December 1, 2006
Colloquium Speaker: Robert W. Farquhar and Joseph Veverka
Robert W. Farquhar is on the Principal Staff of APL's Space Department. Before joining APL in 1990, he worked at several NASA Centers including Goddard and NASA HQ during a 25-year tenure. Dr. Farquhar's research interests have focused on the dynamics, control, and use of libration-point satellites. He originated the "halo-orbit" concept for libration-point missions in 1966. He has served as the Flight Director for a number of deep-space missions including the first mission to a comet (ISEE-3/ICE), and the first mission to a near-Earth asteroid (NEAR). He is currently the Mission Director for the MESSENGER mission to Mercury and the New Horizons mission to Pluto/Charon.

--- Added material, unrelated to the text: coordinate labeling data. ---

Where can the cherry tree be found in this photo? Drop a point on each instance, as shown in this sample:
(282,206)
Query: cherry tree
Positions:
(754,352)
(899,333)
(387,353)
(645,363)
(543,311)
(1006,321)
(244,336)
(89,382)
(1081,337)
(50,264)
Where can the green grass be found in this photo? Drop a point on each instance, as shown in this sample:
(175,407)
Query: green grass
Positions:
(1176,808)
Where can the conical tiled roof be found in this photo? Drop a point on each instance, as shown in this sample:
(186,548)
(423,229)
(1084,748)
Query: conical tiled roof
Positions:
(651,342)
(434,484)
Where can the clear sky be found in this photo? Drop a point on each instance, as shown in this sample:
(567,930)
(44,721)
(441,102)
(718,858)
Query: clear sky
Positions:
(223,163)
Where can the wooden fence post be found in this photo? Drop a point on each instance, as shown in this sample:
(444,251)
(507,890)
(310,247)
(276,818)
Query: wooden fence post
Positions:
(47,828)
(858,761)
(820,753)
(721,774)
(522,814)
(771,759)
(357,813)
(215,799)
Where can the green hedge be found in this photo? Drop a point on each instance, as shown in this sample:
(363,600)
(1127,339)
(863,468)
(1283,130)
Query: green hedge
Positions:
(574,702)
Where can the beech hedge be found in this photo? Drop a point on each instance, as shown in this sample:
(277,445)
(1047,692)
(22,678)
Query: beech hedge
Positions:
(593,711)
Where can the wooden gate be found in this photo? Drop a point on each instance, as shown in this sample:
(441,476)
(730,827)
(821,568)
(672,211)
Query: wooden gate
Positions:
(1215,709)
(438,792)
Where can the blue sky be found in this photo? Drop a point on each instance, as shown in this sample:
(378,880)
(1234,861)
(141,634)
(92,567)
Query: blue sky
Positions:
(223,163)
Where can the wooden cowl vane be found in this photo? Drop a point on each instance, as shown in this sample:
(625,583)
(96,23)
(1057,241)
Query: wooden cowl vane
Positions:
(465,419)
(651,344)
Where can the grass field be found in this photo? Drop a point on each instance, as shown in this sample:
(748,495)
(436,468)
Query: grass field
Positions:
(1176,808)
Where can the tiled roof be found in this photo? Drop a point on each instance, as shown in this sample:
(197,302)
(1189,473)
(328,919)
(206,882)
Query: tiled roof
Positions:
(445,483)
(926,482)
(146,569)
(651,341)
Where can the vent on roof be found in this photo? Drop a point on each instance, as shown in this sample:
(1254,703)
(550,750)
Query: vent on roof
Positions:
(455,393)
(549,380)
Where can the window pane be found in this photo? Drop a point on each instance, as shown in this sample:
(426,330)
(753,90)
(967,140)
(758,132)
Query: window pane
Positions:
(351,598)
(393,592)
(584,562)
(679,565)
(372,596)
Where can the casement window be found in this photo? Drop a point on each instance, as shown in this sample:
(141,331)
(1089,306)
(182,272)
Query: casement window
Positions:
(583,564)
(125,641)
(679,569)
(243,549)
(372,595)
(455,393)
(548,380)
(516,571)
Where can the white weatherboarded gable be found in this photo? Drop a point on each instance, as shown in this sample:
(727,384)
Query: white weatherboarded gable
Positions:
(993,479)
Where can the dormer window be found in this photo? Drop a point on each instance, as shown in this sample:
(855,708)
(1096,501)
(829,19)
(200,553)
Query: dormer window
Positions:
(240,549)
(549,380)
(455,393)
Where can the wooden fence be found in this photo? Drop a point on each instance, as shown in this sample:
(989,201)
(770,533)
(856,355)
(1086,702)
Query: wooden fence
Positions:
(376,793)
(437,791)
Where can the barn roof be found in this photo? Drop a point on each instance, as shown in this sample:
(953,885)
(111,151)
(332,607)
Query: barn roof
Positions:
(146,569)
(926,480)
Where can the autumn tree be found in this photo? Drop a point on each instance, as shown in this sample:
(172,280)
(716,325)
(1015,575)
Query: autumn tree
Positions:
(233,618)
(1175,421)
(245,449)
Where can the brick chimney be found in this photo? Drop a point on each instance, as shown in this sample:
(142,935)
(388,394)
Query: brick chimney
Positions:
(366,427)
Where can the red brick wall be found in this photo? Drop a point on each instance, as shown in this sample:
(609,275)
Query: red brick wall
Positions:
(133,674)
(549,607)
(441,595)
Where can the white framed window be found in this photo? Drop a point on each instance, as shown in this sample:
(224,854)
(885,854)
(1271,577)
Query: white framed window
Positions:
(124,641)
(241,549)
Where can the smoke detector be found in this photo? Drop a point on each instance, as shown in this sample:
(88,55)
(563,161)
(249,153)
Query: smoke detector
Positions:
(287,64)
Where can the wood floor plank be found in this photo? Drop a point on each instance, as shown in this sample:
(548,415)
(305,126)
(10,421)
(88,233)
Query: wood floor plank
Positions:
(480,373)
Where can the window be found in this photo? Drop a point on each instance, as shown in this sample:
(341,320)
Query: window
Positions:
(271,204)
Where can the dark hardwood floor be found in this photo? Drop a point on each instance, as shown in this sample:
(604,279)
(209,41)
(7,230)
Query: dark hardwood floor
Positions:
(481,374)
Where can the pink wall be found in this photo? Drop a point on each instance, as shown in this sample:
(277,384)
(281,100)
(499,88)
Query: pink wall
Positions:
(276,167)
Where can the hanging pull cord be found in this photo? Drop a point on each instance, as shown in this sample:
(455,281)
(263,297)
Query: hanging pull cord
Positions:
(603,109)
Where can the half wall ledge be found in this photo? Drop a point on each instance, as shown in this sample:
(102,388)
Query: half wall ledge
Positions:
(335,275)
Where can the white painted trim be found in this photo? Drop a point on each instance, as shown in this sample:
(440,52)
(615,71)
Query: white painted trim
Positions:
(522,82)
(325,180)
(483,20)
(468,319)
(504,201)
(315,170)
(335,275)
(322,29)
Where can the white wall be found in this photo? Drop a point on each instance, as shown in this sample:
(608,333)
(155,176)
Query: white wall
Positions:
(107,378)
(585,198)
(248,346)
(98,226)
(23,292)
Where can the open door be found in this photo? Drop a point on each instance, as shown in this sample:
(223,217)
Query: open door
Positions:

Joseph F. Veverka is a professor of astronomy and chair of the Astronomy Department at Cornell University. He participated in the first spacecraft studies of the moons of Mars by Mariner 9 and in the first direct exploration of asteroids Gaspra and Ida by the Galileo spacecraft. Dr. Veverka was the team leader of the Imaging/Spectral Mapping investigation on NASA's Near Earth Asteroid Rendezvous (NEAR) mission, which carried out orbital investigations of asteroid 433 Eros and landed on its surface in February 2001. He was a member of the Deep Impact mission to comet Tempel 1 and is currently a member of the Cassini Imaging Team. Previously, Dr. Veverka was a member of the imaging investigations on NASA's Mariner 9, Viking, Voyager, Galileo, and Mars Global Surveyor missions.
In 2006, the International Academy of Astronautics (IAA) initiated a so-called "Cosmic Study" that would investigate different approaches for human exploration beyond low Earth orbit leading ultimately to human missions to Mars. After consideration of a number of possibilities, the IAA study team decided to focus their efforts on two approaches. Both of these approaches employed evolutionary architectures to achieve the Mars goal. One concept, proposed by President George W. Bush in January 2004, and subsequently adopted by NASA, would use the Moon for testing operational techniques and the demonstration of technologies needed for Mars. An alternative architecture would use destinations at the Sun-Earth L2 libration point and near-Earth asteroids as stepping stones to Mars. A primary goal of the IAA study is to evaluate the two approaches based on the following: science value, affordability, mission risk, flexibility, sustainability, and extension to other exploration destinations. The presentation will include an overview of the IAA study as well as some preliminary results and conclusions.